The Josephina (Jozefina (Note: /hr/) or Jozefinska cesta; (Note: /hr/) Josefiner Straße) (Note: /de/) is a historic road in Croatia that connects Senj and thus the Adriatic coast and Karlovac and the Pannonian plain. It crosses the Dinaric Alps via the Vratnik pass (700 m above sea level) between Senj and Brinje and the Kapela Pass between Brinje and Josipdol.

Vratnik pass, currently a part of the D23 road, was already in use during Roman time as a salt road, and it became important for timber and other goods in the Middle Ages. However, the first well documented road built along the route was Via Josephina named after Joseph II, Holy Roman Emperor who commissioned its construction in 1775. Latin inscriptions carved in rock along the original Via Josephina route completed in 1779 testify that the Emperor travelled through the Vratnik pass on horseback when he realized that the route between Senj, as a major fortress on Adriatic coast, and the hinterland was nearly impassable. Legend has it that this happened when he fell from his horse near Vratnik Pass. Even though the incident is impossible to verify, the town of Josipdol to the east of the mountain pass is named after the Holy Roman Emperor.
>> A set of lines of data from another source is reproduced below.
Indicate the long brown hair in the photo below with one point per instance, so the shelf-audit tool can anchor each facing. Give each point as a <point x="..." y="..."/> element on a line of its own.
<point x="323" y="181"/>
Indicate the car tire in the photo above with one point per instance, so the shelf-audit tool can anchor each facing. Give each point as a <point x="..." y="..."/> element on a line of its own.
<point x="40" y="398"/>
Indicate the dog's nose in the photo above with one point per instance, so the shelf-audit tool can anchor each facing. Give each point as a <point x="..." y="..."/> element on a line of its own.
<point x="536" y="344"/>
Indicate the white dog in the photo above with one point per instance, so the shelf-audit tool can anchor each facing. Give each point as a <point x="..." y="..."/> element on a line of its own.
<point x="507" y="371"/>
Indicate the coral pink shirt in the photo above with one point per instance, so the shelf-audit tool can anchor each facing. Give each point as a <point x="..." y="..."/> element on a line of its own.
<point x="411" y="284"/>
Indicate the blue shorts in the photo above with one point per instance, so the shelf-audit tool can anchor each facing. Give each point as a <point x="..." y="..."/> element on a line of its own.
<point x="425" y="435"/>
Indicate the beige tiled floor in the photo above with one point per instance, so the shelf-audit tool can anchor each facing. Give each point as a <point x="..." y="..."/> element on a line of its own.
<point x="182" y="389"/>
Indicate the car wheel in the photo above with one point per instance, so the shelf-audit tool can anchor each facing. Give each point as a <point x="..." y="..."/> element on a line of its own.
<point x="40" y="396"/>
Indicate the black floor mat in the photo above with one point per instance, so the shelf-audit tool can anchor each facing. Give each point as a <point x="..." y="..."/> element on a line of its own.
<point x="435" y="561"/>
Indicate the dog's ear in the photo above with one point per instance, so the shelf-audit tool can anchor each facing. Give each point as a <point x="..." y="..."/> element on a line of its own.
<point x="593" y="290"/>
In 1775, Joseph II indeed commissioned construction of the route, exactly 100 km long, from Vincenc Struppi, a military engineer, and the road, named after the Emperor, was completed in 1779. The original route comprised very steep sections and 20% inclines were not uncommon. There was even one climb at a 30% grade. Because of this the road was modified and extended by 15 km, in order to remove such steep sections. The first reconstruction was carried out as early as late 18th century, and another one between 1833 and 1845 managed by Field Marshal Josip Filip Vukasović and Josip Kajetan Knežić respectively. Subsequent modifications were not as significant. The road was paved in 1950, when the last minor modifications of the route were executed.

The route was distinguished by mile markers along the route, an obelisk in Karlovac marking the beginning of the road and a specially built gate in Senj marking its end. Most remarkably the original road included a stone bridge across three spans in Tounj, which was expanded during the reconstruction of 1845 and now has two levels. The upper level was destroyed during World War II, but it was rebuilt in the 1950s.